II. Mr. Benson's Argument that a Pharmacy Counts as a “Person” is Unavailing
Mr. Benson also argues that the pharmacy robbery statute differs from other robbery statutes in its use of the phrase “by force or violence or by intimidation” because “the target of the robbery need not even be an actual human being, as the government is permitted to claim that a pharmacy constitutes a ‘person' within the meaning of § 2118(a).” Doc. No. 75, at 5. But this argument is inapposite.
Mr. Benson argues that the Court should apply the meaning of a “person” registered with the DEA (which includes pharmacies) to the use of “person” in the phrase “takes from a person or presence of another” such that taking from a pharmacy's “presence” meets this element without a human being present. This is tenuous at best. But even if the Court were to accept this reading, it does not remove the § 2118(a)element of “by force or violence or by intimidation.” The least culpable of these phrases, intimidation, means the “threatened use of violent physical force.” United States v. Burke, 943 F.3d 1236, 1239 (9th Cir. 2019). Even if pharmacy robbery were construed to include instances in which a person is not present in the pharmacy at the timing of the taking, “intimidation” of the pharmacy to take controlled substances would qualify as a crime of violence. For example, if a defendant threatened to detonate a bomb in an empty pharmacy in order to steal controlled substances, this would still be considered a crime of violence. See 18 U.S.C. § 924(c)(3)(A) (defining a crime of violence to mean a felony offense that “has as an element the use, attempted use, or threatened use of physical force against the person or property of another) (emphasis added).

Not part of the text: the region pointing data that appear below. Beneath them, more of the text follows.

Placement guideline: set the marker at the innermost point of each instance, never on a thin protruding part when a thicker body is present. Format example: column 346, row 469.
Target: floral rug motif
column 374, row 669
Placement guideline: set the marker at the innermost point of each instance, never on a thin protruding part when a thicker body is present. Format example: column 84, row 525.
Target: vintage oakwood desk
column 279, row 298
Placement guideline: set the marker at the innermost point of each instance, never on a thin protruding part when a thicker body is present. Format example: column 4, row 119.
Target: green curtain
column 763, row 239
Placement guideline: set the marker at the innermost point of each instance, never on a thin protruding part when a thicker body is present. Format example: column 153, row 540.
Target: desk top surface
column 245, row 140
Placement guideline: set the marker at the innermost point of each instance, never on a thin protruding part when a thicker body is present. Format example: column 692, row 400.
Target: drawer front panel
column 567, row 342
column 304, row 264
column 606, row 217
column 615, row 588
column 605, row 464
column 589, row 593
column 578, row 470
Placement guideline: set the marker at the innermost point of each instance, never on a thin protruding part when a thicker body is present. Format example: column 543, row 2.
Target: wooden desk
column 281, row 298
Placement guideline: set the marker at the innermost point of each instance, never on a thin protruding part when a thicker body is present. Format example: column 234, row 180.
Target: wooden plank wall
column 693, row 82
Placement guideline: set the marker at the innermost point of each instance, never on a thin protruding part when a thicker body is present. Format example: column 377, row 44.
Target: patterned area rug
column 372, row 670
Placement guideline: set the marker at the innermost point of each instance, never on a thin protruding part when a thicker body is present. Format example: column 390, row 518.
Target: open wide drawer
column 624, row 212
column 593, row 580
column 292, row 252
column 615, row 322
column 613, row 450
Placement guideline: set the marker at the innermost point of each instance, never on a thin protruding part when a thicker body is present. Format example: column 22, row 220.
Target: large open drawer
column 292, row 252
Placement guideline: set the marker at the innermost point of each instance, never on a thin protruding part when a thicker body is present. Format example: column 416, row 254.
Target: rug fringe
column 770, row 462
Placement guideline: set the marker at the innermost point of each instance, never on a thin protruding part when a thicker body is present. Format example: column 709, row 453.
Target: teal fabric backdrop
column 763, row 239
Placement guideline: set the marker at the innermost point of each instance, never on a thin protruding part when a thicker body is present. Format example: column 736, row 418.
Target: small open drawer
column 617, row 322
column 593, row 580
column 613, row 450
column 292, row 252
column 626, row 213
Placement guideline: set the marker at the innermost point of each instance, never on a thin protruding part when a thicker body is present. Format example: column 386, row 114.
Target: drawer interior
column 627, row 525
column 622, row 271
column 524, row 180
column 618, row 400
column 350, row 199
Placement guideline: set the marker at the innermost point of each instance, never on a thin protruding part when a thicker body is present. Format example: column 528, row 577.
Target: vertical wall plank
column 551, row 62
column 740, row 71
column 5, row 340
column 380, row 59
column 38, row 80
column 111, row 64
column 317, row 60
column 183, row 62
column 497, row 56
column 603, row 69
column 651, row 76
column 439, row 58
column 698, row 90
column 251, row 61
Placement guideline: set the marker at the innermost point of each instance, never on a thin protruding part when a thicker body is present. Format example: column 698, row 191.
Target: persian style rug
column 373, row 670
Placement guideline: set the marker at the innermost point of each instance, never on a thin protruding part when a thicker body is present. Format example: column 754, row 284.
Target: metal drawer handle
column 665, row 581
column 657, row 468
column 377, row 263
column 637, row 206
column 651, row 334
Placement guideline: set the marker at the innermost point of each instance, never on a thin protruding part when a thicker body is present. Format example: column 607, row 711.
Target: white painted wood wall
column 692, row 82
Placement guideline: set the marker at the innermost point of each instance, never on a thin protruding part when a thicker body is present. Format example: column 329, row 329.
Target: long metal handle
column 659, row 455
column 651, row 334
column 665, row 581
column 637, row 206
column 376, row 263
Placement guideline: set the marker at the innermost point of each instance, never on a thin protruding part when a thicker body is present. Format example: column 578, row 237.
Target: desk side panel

The Third Circuit Court of Appeals has explained that, under the federal robbery statutes, “property is in the presence of a person if it is so within his reach, observation or control, that he could if not overcome by violence or prevented by fear, retain his possession of it.” United States v. Lake, 150 F.3d 269, 272 (3d Cir. 1998) (internal quotation marks omitted). Thus, “the victim's proximity to the property is a predicate of the crime.” United States v. Kimble, 178 F.3d 1163, 1168 (11th Cir. 1999). Under this interpretation, it would strain reason to argue that one may “take from the person or presence of' a corporation or company.
Each court of appeals to interpret the phrase “by force or violence or by intimidation” in the § 2118(a) pharmacy robbery statutory text has found that pharmacy robbery is a crime of violence. See, e.g., Boulanger v. United States, 978 F.3d 24, 32-34 (1st Cir. 2020); Wingate v. United States, 969 F.3d 251, 264 (6th Cir. 2020); United States v. Burke, 943 F.3d 1236, 1238-39 (9th Cir. 2019); Kidd v. United States, 929 F.3d 578, 581 (8th Cir. 2019) (per curiam). “There is simply no room to find robbery involving controlled substances under § 2118(a) is anything but a crime of violence under § 924(c)(3)(A)'s elements clause.” Burke, 943 F.3d at 1239. Therefore, the Court rejects Mr. Benson's “pharmacy as person” argument and finds that the predicate crime of pharmacy robbery qualifies as a crime of violence under § 924(c).
Conclusion
For the reasons discussed above, the Court denies Mr. Benson's challenge to his sentence under § 924(c). An appropriate order follows.